Letter: Mr. Walz, quit "quacking"I am getting just a little sick and tired of hearing all the rhetoric about healthcare town hall meetings and how “tough” and “mean” the attendees are.
By: Steve Perkins, Luverne, Worthington Daily Globe
I am getting just a little sick and tired of hearing all the rhetoric about healthcare town hall meetings and how “tough” and “mean” the attendees are. Our congressman, Tim Walz, finally succumbed to having just one public meeting in this great big “across-the-state” district. We are all supposed to jump in the car and drive to Mankato to say our piece and ask our questions about one of the most major changes to come up in a long time, our health care.
For the last 35 years I have spent a good share of my life in local government, so let me wander back to my days in the village hall as a town mayor. Our state legislatures mandate that local governments have public hearings with mailed and published notice on everything — street projects, annual budgets, zoning changes, rate adjustments, conditional uses, TIFs and hundreds more. All this to the very lowest level of government where most people know just about everyone and they are seen nearly everyday around town, in the churches, coffee shops and even the bars. Legislators want to make sure that everyone has the right to have their opinion heard on these important local issues.
Congress followed suit and mandates multitudes of local hearings whether they pertain to revenue-sharing budgets, project environment notices, grant applications or flood plains.
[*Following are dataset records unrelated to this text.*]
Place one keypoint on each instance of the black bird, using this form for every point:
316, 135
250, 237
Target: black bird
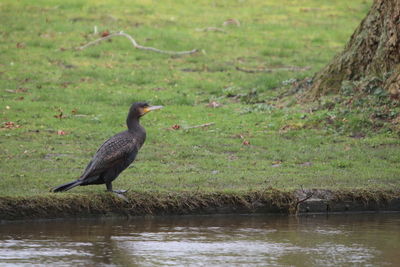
116, 154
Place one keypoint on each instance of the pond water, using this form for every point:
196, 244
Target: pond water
222, 240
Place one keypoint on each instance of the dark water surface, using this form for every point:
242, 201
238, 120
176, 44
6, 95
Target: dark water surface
223, 240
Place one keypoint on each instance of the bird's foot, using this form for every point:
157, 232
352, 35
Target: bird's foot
121, 192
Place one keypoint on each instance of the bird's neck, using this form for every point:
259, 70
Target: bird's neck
133, 123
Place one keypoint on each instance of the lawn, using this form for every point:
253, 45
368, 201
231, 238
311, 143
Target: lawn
58, 104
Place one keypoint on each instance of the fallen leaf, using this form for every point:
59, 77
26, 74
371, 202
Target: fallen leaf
20, 45
59, 116
246, 142
105, 33
214, 104
10, 125
231, 22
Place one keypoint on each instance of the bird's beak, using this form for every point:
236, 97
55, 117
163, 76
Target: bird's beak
148, 109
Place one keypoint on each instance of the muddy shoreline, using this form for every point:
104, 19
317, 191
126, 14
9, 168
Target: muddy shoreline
71, 205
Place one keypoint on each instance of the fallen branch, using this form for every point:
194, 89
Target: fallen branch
211, 29
293, 68
200, 126
135, 44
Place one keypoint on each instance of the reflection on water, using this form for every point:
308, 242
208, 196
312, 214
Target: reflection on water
335, 240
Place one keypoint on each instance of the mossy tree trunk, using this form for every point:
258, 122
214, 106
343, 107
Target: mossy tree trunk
373, 50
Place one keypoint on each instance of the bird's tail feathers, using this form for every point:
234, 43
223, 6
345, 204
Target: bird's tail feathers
67, 186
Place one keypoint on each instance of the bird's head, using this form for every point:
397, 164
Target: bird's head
139, 109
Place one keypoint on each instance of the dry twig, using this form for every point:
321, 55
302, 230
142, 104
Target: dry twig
211, 29
291, 68
200, 126
136, 45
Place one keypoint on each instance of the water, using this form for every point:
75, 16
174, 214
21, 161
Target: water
223, 240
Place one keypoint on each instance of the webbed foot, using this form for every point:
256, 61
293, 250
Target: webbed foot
119, 191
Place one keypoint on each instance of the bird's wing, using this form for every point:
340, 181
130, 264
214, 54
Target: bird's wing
116, 151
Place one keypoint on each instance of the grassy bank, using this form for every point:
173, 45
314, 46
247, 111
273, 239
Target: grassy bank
59, 104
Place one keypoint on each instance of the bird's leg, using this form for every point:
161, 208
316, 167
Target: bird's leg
109, 189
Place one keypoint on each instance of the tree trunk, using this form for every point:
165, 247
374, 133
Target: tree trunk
372, 51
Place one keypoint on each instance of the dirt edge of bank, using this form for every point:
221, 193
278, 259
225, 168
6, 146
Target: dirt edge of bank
268, 201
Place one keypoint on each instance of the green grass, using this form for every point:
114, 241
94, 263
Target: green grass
42, 75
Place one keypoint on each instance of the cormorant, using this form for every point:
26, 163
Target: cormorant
116, 154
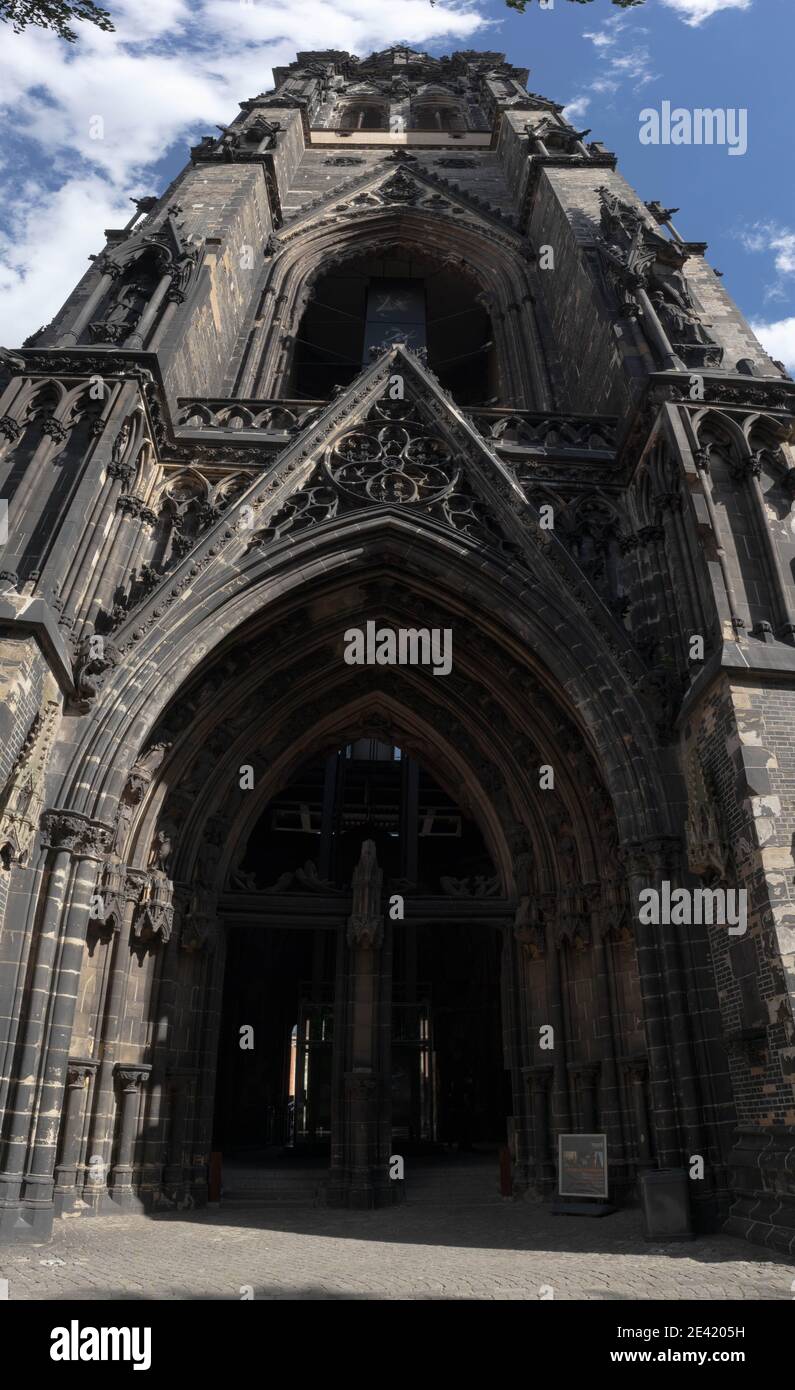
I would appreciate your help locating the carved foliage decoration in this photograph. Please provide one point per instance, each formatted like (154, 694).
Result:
(709, 854)
(25, 791)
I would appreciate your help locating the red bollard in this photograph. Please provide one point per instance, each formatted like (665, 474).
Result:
(505, 1173)
(214, 1178)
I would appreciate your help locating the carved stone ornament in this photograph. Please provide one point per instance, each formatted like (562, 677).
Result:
(154, 916)
(75, 833)
(706, 843)
(95, 658)
(366, 922)
(25, 791)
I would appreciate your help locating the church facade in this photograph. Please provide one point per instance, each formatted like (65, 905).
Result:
(398, 670)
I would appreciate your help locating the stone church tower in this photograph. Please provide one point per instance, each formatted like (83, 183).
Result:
(399, 356)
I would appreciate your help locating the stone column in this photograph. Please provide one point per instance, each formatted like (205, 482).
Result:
(640, 875)
(637, 1070)
(103, 1116)
(363, 1179)
(74, 845)
(587, 1082)
(182, 1084)
(539, 1082)
(138, 337)
(110, 271)
(78, 1080)
(129, 1079)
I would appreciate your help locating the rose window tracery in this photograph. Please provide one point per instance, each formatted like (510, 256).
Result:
(391, 459)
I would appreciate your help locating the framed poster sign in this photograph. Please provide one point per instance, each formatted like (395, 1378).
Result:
(583, 1165)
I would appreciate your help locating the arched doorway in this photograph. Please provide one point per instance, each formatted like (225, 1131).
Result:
(285, 912)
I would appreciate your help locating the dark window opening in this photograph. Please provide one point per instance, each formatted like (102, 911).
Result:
(423, 303)
(312, 831)
(364, 118)
(432, 117)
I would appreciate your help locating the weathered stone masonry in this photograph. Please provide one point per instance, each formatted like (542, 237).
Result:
(209, 481)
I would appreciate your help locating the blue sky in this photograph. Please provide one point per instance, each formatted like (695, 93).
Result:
(177, 67)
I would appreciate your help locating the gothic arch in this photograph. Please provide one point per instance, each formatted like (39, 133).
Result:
(489, 255)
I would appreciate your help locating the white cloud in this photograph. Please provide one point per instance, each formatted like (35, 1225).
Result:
(772, 238)
(576, 110)
(779, 339)
(695, 11)
(167, 74)
(779, 242)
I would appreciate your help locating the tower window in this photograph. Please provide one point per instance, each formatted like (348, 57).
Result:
(377, 299)
(364, 117)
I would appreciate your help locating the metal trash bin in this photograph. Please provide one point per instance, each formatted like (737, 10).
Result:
(665, 1196)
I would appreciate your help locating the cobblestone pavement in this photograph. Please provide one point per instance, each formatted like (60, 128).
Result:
(499, 1250)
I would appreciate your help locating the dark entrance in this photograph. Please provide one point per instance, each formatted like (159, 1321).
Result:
(285, 980)
(446, 1037)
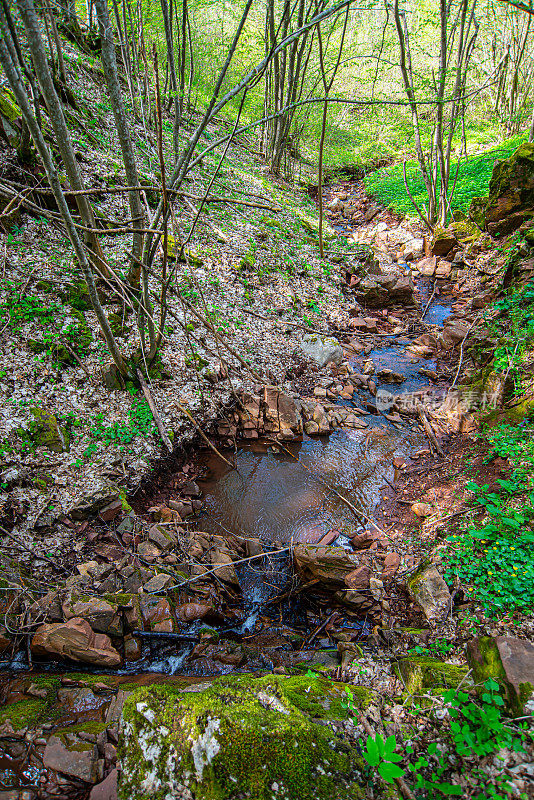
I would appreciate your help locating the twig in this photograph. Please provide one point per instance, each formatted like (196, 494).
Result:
(154, 410)
(222, 566)
(428, 430)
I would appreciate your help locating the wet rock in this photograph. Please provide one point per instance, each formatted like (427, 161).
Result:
(101, 615)
(414, 249)
(79, 760)
(422, 510)
(76, 640)
(158, 583)
(428, 589)
(212, 732)
(133, 648)
(359, 578)
(92, 503)
(384, 290)
(443, 269)
(422, 673)
(226, 570)
(149, 551)
(190, 612)
(391, 565)
(426, 266)
(281, 413)
(161, 537)
(507, 659)
(157, 614)
(388, 376)
(322, 349)
(45, 431)
(511, 189)
(107, 789)
(329, 564)
(443, 241)
(453, 332)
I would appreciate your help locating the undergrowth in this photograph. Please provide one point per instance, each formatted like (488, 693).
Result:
(387, 184)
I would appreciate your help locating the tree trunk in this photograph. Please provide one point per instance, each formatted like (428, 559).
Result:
(109, 63)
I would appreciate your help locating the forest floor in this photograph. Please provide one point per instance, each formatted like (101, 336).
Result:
(254, 271)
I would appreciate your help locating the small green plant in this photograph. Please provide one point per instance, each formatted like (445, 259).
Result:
(380, 753)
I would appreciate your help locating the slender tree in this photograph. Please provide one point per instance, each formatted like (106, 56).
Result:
(109, 64)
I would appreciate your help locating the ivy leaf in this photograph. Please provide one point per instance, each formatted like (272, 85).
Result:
(390, 771)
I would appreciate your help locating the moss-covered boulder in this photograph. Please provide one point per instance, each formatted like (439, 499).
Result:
(240, 737)
(508, 660)
(511, 192)
(422, 672)
(45, 431)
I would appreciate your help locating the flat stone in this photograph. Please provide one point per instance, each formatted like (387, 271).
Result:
(76, 640)
(428, 589)
(79, 763)
(158, 583)
(107, 789)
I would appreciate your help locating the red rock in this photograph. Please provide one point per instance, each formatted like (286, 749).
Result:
(359, 578)
(107, 790)
(76, 640)
(78, 763)
(391, 565)
(190, 612)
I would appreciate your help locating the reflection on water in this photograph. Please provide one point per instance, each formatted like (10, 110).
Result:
(275, 498)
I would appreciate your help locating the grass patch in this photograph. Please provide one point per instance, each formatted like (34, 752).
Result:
(387, 183)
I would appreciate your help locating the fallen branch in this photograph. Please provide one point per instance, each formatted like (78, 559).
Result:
(154, 410)
(428, 430)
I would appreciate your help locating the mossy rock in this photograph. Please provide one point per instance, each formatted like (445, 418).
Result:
(8, 105)
(240, 737)
(76, 295)
(421, 672)
(46, 432)
(511, 188)
(174, 251)
(485, 657)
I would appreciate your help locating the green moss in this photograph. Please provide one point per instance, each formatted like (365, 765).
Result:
(45, 432)
(246, 736)
(24, 713)
(90, 726)
(419, 673)
(76, 295)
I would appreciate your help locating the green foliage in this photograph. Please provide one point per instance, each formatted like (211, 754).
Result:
(387, 184)
(494, 560)
(140, 423)
(475, 732)
(380, 753)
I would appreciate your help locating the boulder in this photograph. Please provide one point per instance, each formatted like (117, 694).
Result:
(79, 760)
(330, 565)
(45, 431)
(507, 659)
(101, 615)
(385, 289)
(281, 413)
(322, 349)
(190, 612)
(428, 589)
(443, 241)
(511, 189)
(76, 640)
(239, 737)
(226, 570)
(156, 613)
(420, 673)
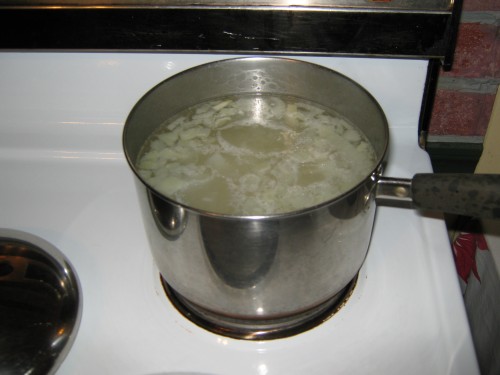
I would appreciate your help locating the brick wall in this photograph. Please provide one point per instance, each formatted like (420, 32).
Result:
(465, 95)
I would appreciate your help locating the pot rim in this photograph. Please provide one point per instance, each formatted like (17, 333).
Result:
(376, 170)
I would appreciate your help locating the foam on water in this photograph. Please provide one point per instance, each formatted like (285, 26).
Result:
(255, 155)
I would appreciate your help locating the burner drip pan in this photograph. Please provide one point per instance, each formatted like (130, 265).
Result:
(254, 329)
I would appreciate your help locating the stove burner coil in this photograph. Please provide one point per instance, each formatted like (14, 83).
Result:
(253, 329)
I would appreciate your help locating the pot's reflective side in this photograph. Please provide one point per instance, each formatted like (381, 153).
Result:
(260, 268)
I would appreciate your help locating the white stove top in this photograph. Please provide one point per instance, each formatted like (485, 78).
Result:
(64, 178)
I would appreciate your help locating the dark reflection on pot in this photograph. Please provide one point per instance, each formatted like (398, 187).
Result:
(170, 219)
(241, 252)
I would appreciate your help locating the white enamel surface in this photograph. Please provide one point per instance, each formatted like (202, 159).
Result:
(64, 178)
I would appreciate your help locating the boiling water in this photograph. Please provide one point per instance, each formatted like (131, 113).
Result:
(255, 155)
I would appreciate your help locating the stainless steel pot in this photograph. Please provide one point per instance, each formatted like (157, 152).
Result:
(258, 274)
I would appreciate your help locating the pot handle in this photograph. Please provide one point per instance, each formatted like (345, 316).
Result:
(476, 195)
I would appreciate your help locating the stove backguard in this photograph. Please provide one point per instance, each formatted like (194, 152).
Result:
(421, 29)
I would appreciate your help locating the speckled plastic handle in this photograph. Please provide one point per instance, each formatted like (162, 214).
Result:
(476, 195)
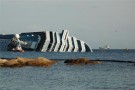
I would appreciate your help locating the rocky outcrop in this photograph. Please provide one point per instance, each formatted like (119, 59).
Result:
(80, 61)
(19, 62)
(40, 61)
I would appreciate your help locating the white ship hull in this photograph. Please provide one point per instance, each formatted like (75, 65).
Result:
(47, 41)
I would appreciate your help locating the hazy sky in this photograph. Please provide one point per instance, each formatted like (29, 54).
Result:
(97, 22)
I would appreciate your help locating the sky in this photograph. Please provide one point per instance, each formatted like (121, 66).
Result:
(97, 22)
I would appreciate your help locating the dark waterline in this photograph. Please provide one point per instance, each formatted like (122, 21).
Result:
(104, 76)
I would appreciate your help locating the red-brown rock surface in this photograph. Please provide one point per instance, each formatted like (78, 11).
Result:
(80, 61)
(19, 62)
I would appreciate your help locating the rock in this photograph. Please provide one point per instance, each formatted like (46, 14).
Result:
(40, 61)
(80, 61)
(12, 63)
(23, 61)
(19, 62)
(2, 61)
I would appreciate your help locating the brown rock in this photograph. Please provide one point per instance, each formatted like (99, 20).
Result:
(2, 61)
(80, 61)
(40, 61)
(23, 61)
(12, 63)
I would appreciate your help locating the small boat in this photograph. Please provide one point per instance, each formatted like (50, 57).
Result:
(47, 41)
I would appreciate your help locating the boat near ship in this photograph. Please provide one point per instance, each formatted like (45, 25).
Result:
(47, 41)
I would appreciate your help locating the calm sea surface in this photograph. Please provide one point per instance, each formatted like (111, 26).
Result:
(105, 76)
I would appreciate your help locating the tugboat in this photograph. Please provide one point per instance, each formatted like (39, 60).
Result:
(46, 41)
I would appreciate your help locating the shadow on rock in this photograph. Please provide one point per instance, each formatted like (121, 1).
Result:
(80, 61)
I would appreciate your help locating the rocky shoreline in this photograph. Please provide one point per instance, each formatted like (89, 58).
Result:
(41, 62)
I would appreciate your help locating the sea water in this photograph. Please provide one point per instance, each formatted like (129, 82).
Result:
(105, 76)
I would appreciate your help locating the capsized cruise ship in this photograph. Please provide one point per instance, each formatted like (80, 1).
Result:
(47, 41)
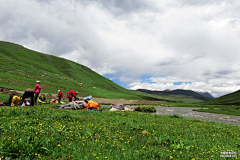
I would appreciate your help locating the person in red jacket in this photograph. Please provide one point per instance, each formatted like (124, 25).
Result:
(37, 91)
(71, 94)
(59, 96)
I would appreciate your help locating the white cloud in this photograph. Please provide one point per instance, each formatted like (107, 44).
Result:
(172, 41)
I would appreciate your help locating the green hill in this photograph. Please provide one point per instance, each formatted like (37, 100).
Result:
(229, 99)
(179, 94)
(21, 67)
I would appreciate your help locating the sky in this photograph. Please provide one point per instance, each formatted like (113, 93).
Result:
(138, 44)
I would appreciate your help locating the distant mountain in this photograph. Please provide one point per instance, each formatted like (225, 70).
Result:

Just about every federal nickel gets a hearing in the council chambers. Some projects even had two or three required hearings. Of course, for most of these hearings nobody shows up because they already had their say when they saw their councilperson walking into the drug store or at the little league game.
Now we move up the chain and we find congressional legislative committee meetings hosted with little if any notice in the dead of night, passing major bills to the floors for final votes where even the members don’t have copies much less the time to read the executive summary.
It seems strange that we now cannot have a number of public town hall meetings on one of the most fundamental reforms in recent times, our health care. I laugh when I hear congressional members and leaders calling (albeit, at times rude and boisterous) attendees “un-American” or “Nazi-like.” I have been yelled at, threatened, called names, sworn at and even told to shut up at my own meeting. We not only had to take it and listen, but we had to continue the hearing until everyone that wanted to speak had the opportunity to speak, maybe even two or three times. It wasn’t just the law, but it was the right thing to do. This is America, where people have died for our rights to protest the government — and, if we want, “tell off” our government representatives.
Mr. Walz, I think you and the other congressional complainers and name-callers need a lesson in the town hall before you ascend to such high office. If it is good for the local government “gooses,” then it is good for the congressional “ganders.” Quit “quacking” and start having convenient hearings throughout your district. That’s what we pay you for.